Si en algo se parecen las ciudades y los textos es en esa generosidad básica que ambos ofrecen para ser leídos –recorridos, descifrados– por cualquiera según su propio antojo.Pero aun en el marco de esa diversidad potencial,el paisaje urbano no se priva de la manía grandilocuente que surge de sus estatuas, monumentos y ciertos edificios emblemáticos; una suma variopinta de títulos catástrofe para proclamar una identidad concreta o la pretensión de tenerla.
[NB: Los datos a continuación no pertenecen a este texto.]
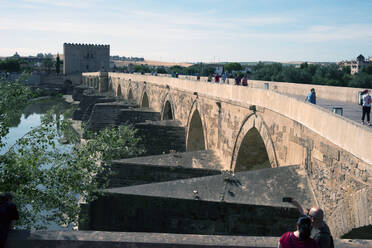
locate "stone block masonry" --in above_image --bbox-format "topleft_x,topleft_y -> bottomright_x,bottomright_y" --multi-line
63,43 -> 110,75
83,73 -> 372,239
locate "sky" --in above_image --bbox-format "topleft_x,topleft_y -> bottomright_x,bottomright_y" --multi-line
0,0 -> 372,62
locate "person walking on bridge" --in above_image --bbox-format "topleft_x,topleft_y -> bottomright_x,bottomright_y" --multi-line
305,88 -> 316,104
362,90 -> 371,126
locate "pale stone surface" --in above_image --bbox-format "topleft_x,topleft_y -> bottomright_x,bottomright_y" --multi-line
83,73 -> 372,236
6,231 -> 372,248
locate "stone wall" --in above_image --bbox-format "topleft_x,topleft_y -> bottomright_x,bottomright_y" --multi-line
82,193 -> 298,236
6,231 -> 372,248
82,73 -> 372,236
63,43 -> 110,75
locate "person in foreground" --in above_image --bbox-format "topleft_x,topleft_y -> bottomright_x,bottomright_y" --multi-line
290,199 -> 334,248
278,216 -> 319,248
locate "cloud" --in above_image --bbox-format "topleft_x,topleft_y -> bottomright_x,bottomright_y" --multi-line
23,0 -> 95,8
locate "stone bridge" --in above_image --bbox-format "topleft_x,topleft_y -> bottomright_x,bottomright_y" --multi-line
82,73 -> 372,237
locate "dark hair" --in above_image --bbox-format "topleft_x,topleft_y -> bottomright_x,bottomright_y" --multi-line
0,192 -> 13,203
297,216 -> 311,240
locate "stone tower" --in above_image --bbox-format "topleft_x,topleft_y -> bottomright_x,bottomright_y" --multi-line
63,43 -> 110,75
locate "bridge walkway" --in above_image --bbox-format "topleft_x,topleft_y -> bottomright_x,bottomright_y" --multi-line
290,95 -> 366,123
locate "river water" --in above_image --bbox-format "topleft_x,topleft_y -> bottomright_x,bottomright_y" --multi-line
0,97 -> 70,154
0,97 -> 76,230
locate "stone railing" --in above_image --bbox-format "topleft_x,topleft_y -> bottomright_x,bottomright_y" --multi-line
5,231 -> 372,248
98,73 -> 372,165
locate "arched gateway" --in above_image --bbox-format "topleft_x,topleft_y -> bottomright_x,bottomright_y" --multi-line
231,114 -> 278,171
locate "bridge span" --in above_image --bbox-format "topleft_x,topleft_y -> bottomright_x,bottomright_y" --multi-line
82,72 -> 372,236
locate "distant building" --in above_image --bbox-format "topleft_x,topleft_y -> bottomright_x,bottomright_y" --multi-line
63,43 -> 110,75
337,54 -> 372,75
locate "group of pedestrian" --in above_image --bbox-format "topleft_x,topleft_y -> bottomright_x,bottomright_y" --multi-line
305,88 -> 372,126
0,193 -> 19,248
361,90 -> 371,126
278,198 -> 334,248
235,74 -> 248,86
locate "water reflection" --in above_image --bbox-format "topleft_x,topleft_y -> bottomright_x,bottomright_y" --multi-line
0,97 -> 70,154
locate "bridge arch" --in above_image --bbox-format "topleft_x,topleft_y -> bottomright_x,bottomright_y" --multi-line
141,88 -> 150,108
161,93 -> 175,120
186,100 -> 208,151
230,114 -> 278,171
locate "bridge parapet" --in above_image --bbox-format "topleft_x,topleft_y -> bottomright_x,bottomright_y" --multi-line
6,231 -> 372,248
99,73 -> 372,167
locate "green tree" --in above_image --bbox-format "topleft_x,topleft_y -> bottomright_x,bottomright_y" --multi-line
223,62 -> 243,73
0,58 -> 21,72
0,78 -> 143,229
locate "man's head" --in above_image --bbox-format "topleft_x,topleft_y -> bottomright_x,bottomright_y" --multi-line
308,207 -> 324,224
296,216 -> 311,240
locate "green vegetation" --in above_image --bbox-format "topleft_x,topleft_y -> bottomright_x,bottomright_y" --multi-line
0,77 -> 143,229
252,63 -> 372,88
0,58 -> 21,72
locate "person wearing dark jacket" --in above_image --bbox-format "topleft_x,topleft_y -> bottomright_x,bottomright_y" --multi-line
290,199 -> 334,248
0,193 -> 19,248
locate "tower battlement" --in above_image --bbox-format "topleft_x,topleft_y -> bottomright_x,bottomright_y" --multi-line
63,43 -> 110,74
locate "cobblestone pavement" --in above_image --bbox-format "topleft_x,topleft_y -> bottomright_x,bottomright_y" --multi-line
291,95 -> 372,127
Buenos Aires, en este sentido, no solo es verborrágica:también luce obscenamente sus tribulaciones más íntimas; amontona hipocresías y grandezas en la convivencia conventillera de héroes, villanos y algún peludo de regalo que se aquerenció en el bronce.

Resulta difícil negar la ignorancia o eventualmente, la desaprensión del porteño modélico frente a la nutrida población estatuaria de su ciudad  y los alardes arquitectónicos que inspiraron al inocente André Malraux para postular a Buenos Aires como “la capital de un imperio que nunca existió”. (Es una pena que al atinado sarcasmo del ministro de De Gaulle nadie le replicara con la doble faz parisina de santuario de la revolución y metrópolis colonial, omisión propia del recato provinciano frente a lo europeo.)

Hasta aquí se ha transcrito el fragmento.